J Am Stat Assoc. 2012 Jan 1;107(497):223-232. doi: 10.1080/01621459.2011.645783. Epub 2012 Jun 11.
In high-dimensional data analysis, feature selection becomes one means for dimension reduction, which proceeds with parameter estimation. Concerning accuracy of selection and estimation, we study nonconvex constrained and regularized likelihoods in the presence of nuisance parameters. Theoretically, we show that constrained L(0)-likelihood and its computational surrogate are optimal in that they achieve feature selection consistency and sharp parameter estimation, under one necessary condition required for any method to be selection consistent and to achieve sharp parameter estimation. It permits up to exponentially many candidate features. Computationally, we develop difference convex methods to implement the computational surrogate through prime and dual subproblems. These results establish a central role of L(0)-constrained and regularized likelihoods in feature selection and parameter estimation involving selection. As applications of the general method and theory, we perform feature selection in linear regression and logistic regression, and estimate a precision matrix in Gaussian graphical models. In these situations, we gain a new theoretical insight and obtain favorable numerical results. Finally, we discuss an application to predict the metastasis status of breast cancer patients with their gene expression profiles.

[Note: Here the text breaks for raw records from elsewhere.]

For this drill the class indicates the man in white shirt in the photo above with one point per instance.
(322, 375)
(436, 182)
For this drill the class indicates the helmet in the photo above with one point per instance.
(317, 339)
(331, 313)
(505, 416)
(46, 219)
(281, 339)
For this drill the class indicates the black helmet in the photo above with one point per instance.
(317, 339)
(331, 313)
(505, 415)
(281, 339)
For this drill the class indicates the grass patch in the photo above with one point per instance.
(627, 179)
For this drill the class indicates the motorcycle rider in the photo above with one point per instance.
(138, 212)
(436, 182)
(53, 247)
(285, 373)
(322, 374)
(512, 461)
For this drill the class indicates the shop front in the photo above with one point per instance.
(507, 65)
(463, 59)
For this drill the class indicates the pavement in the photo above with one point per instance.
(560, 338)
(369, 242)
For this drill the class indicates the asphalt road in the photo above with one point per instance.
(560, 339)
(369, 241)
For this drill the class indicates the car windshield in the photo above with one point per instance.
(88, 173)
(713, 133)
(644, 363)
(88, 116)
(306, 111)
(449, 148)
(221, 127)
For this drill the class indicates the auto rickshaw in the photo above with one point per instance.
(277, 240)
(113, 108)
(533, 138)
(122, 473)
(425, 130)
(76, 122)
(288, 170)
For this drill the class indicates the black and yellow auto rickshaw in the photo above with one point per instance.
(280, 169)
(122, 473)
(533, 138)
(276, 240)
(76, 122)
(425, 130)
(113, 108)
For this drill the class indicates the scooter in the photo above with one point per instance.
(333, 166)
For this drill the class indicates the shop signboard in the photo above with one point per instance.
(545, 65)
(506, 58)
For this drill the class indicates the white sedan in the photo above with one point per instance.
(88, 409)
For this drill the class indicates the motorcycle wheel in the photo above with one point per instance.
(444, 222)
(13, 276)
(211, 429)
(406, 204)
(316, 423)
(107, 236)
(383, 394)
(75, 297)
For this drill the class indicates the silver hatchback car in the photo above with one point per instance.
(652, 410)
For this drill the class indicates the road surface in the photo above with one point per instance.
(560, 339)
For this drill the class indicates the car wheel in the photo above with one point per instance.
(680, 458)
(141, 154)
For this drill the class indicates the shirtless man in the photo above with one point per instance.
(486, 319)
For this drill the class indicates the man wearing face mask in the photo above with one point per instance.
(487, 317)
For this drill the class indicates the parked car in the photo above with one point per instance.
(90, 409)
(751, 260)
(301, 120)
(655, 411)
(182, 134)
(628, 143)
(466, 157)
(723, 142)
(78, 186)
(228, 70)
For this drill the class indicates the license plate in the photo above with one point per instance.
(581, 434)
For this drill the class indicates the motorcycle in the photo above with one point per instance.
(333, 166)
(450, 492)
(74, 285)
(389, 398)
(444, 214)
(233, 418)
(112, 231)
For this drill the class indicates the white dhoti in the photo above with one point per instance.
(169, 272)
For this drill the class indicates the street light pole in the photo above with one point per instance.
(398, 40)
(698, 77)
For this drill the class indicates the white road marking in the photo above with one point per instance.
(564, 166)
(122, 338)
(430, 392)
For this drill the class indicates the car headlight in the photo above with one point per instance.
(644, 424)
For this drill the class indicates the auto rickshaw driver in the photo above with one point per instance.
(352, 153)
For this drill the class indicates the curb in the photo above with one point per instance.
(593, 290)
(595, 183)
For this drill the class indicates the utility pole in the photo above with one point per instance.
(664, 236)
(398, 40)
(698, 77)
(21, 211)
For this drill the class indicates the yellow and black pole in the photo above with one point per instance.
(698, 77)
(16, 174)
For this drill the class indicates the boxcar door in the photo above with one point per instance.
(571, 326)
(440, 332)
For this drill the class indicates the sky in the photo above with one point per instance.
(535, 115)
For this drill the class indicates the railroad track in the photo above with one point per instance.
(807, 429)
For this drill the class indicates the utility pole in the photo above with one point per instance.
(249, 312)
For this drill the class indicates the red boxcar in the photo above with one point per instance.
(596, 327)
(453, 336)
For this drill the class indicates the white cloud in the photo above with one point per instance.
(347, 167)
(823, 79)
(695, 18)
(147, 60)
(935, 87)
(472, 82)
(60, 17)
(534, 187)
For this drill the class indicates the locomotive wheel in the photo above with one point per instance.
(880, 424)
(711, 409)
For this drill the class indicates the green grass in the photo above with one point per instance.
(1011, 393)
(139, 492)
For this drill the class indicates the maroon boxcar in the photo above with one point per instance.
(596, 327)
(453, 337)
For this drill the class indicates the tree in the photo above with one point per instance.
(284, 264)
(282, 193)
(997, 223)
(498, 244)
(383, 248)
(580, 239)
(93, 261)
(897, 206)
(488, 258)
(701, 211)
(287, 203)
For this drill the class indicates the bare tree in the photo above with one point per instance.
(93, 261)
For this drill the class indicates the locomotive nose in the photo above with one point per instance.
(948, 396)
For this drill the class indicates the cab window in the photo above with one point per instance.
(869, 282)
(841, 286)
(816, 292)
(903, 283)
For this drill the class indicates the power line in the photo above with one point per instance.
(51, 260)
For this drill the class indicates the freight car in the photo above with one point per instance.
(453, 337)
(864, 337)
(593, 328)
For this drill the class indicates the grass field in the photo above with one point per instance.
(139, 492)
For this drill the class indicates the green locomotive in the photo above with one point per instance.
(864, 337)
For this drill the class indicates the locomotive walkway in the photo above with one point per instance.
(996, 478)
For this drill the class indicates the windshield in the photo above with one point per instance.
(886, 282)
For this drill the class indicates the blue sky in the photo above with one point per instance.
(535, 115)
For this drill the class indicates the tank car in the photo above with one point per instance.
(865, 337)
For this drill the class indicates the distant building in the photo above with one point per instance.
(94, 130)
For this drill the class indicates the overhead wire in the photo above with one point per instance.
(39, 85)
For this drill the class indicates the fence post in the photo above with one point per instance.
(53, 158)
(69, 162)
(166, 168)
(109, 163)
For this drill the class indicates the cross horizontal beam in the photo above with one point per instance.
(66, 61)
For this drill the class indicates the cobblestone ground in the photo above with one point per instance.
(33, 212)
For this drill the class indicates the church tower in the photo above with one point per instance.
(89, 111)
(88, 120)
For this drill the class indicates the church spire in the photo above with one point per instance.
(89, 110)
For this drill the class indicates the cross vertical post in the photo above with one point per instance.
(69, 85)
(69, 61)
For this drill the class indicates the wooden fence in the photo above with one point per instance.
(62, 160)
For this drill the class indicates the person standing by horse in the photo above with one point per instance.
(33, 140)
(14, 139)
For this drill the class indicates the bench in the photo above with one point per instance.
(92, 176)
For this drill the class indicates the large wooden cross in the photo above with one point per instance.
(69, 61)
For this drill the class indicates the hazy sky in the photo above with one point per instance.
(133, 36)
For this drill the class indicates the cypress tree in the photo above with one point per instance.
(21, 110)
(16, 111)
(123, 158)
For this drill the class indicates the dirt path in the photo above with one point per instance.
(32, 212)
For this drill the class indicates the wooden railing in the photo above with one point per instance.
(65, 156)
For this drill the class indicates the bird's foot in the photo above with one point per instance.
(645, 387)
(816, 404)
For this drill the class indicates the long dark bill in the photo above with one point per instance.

在高维数据分析中,特征选择成为降维的一种手段,它与参数估计同时进行。关于选择和估计的准确性,我们研究了存在干扰参数时的非凸约束和正则化似然。从理论上讲,我们表明约束L(0) - 似然及其计算替代在任何方法实现选择一致性和精确参数估计所需的一个必要条件下是最优的,因为它们实现了特征选择一致性和精确参数估计。它允许多达指数级数量的候选特征。在计算方面,我们开发了差分凸方法,通过原问题和对偶子问题来实现计算替代。这些结果确立了L(0) - 约束和正则化似然在涉及选择的特征选择和参数估计中的核心作用。作为一般方法和理论的应用,我们在线性回归和逻辑回归中进行特征选择,并在高斯图形模型中估计精度矩阵。在这些情况下,我们获得了新的理论见解并取得了良好的数值结果。最后,我们讨论了一个利用乳腺癌患者的基因表达谱预测转移状态的应用。